La rupture conventionnelle connaît un succès incontestable : chaque mois, entre 20.000 et 35.000 ruptures sont enregistrées.

Comment définir une rupture conventionnelle ?

La rupture conventionnelle n’est ni une démission, ni un licenciement, mais une rupture à l’amiable du contrat. Pour être valable, le salarié et l’employeur doivent être informés de leurs droits, et, c’est très important, être d’accord sur le principe et les modalités de rupture du contrat de travail.

La rupture conventionnelle est soumise à une procédure simple mais précise qui prévoit au minimum :

  • un entretien,
  • le respect de délais prévus par laloi
  • et la signature d’un formulaire qui doit être validé par l’administration du travail.

L’esprit de la rupture conventionnelle consiste à pacifier la rupture du contrat de travail en réduisant les risques contentieux pour l’employeur tout en permettant au salarié de percevoir une indemnisation liée à son ancienneté et une prise en charge par pôle emploi.

Sachez que le montant de l’indemnité doit être au moins égal à l’indemnité légale de licenciement ou à l’indemnité conventionnelle de licenciement.

Quels sont les pièges et erreurs à éviter ?

Il ne faut pas que le consentement du salarié soit altéré.
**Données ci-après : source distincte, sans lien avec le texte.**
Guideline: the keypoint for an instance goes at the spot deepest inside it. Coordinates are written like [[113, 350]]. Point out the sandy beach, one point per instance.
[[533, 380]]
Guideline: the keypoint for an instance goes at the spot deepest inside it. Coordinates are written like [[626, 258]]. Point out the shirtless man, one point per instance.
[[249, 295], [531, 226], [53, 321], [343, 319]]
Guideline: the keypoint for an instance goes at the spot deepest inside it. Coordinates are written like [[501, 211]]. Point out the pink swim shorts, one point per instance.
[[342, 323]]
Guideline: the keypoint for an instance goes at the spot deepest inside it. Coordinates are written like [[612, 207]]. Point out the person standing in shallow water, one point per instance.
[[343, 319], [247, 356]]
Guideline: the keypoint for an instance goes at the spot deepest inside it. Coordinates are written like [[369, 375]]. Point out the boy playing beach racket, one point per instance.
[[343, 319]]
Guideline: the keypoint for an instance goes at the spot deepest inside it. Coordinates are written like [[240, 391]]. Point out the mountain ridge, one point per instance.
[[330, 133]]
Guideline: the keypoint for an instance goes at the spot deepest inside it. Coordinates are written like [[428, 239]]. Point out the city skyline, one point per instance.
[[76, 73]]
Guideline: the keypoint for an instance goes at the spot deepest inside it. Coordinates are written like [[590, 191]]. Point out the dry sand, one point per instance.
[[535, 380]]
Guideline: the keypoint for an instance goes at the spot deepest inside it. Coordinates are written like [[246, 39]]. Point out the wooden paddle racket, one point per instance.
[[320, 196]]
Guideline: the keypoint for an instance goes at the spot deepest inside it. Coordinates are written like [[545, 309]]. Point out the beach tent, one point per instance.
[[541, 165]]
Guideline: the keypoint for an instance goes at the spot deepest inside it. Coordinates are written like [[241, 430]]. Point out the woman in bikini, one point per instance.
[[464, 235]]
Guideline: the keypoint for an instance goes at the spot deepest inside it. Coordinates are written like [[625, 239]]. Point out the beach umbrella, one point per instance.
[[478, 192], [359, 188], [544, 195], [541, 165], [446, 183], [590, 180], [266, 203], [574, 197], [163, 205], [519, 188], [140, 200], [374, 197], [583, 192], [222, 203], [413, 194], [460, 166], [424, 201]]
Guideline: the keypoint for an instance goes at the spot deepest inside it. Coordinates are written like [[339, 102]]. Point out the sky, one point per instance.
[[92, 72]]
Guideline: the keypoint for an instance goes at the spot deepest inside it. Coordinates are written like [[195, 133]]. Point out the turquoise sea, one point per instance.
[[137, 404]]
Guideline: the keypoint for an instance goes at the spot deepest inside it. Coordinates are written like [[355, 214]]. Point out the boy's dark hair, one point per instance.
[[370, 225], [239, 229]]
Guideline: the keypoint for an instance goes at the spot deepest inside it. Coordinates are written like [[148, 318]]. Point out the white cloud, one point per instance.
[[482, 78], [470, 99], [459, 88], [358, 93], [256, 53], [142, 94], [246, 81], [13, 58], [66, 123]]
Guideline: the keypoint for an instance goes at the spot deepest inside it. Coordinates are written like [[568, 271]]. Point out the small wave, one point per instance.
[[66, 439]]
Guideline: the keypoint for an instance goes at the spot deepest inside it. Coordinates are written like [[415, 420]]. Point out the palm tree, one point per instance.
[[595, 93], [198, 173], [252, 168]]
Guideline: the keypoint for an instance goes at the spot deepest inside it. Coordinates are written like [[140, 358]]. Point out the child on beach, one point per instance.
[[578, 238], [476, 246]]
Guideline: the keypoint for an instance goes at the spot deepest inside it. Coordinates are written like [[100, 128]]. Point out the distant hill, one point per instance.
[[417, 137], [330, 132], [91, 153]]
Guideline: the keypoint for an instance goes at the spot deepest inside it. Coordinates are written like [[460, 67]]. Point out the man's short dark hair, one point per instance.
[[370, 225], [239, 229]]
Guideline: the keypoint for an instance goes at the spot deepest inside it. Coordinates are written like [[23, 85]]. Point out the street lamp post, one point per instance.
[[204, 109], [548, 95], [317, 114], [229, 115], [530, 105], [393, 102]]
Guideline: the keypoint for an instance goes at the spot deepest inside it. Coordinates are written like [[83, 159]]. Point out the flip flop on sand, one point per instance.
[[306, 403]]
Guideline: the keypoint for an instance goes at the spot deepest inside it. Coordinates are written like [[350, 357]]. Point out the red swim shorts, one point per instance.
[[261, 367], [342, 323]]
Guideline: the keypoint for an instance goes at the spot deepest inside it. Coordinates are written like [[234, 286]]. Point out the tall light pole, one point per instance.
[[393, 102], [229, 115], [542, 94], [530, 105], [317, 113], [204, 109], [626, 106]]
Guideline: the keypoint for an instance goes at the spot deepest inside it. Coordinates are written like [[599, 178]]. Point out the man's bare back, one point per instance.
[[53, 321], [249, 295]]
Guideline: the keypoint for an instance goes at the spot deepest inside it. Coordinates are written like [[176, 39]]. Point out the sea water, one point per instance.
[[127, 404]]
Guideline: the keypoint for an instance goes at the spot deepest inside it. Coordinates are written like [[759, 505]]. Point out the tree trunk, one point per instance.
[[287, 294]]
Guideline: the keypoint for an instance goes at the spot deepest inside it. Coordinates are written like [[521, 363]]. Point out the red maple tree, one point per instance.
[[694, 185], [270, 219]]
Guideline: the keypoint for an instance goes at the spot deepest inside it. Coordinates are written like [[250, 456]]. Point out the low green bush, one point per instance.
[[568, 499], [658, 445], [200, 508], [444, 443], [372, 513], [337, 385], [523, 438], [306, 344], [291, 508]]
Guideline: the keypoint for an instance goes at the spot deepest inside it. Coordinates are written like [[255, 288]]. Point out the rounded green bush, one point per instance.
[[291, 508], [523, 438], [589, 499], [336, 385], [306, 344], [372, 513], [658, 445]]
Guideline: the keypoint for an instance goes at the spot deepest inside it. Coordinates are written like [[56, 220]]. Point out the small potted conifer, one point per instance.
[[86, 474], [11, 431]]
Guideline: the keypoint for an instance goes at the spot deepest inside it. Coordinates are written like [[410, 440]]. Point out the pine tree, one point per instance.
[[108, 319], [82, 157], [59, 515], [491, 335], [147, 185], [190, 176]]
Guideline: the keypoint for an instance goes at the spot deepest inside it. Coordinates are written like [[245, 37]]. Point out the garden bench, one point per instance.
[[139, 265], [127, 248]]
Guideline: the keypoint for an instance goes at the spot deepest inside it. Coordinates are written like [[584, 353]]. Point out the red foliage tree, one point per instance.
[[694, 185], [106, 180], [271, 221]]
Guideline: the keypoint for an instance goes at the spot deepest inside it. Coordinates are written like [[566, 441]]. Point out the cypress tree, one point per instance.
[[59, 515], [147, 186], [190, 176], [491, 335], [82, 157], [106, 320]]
Il doit avoir consenti librement à la signature, sans contrainte ni pression, à défaut la rupture conventionnelle sera nulle..

A ce jour, il est possible de faire une rupture conventionnelle, même en cas de difficultés économiques.

Mais elle ne doit en aucun cas être utilisée pour éviter d’appliquer les règles du licenciement collectif qui sont plus favorables aux salariés.

Ainsi, l’usage systématique et intensif de la rupture conventionnelle n’est pas sans danger : il peut apparaitre aux yeux de l’Administration du travail comme une démarche destinée à masquer des licenciements économiques

Plus surprenant, il est possible de conclure une rupture conventionnelle avec un salarié qui est en arrêt suite à un accident professionnel ou une maladie professionnelle.

En cas d’inaptitude, c’est-à-dire lorsque le salarié est dans une situation d’incapacité physique ou mentale d’exercer son travail, nous recommandons de ne pas recourir à une rupture conventionnelle. Les juges pourraient en effet considérer que c’était un moyen de contourner les obligations de reclassementou de licenciement du salarié inapte.

Sachez qu’il est aussi possible de conclure une rupture conventionnelle avec une salariée en congé maternité

Dans tous les cas le maître mot reste le libre consentement du salarié.

Comment faciliter le déroulement de la procédure ?

Sachez également qu’une transaction peut être conclue après une rupture conventionnelle, mais pour un motif nonlié à cette rupture conventionnelle. Par exemple une transaction peut être conclue pour régler un litige concernant le paiement d’heures supplémentaires.)

N’oubliez pas de remettre au salarié un exemplaire du formulaire administratif et d’être en mesure de le prouver. Sinon, en cas de contentieux, le juge pourrait annuler la rupture conventionnelle qui serait alors requalifiée en licenciement abusif.

C’est pourquoi, je recommande de signer le formulaire de rupture conventionnelle en trois exemplaires originaux plutôt que les deux prescrits par le Code du travail avec la mention d’une remise contre signature.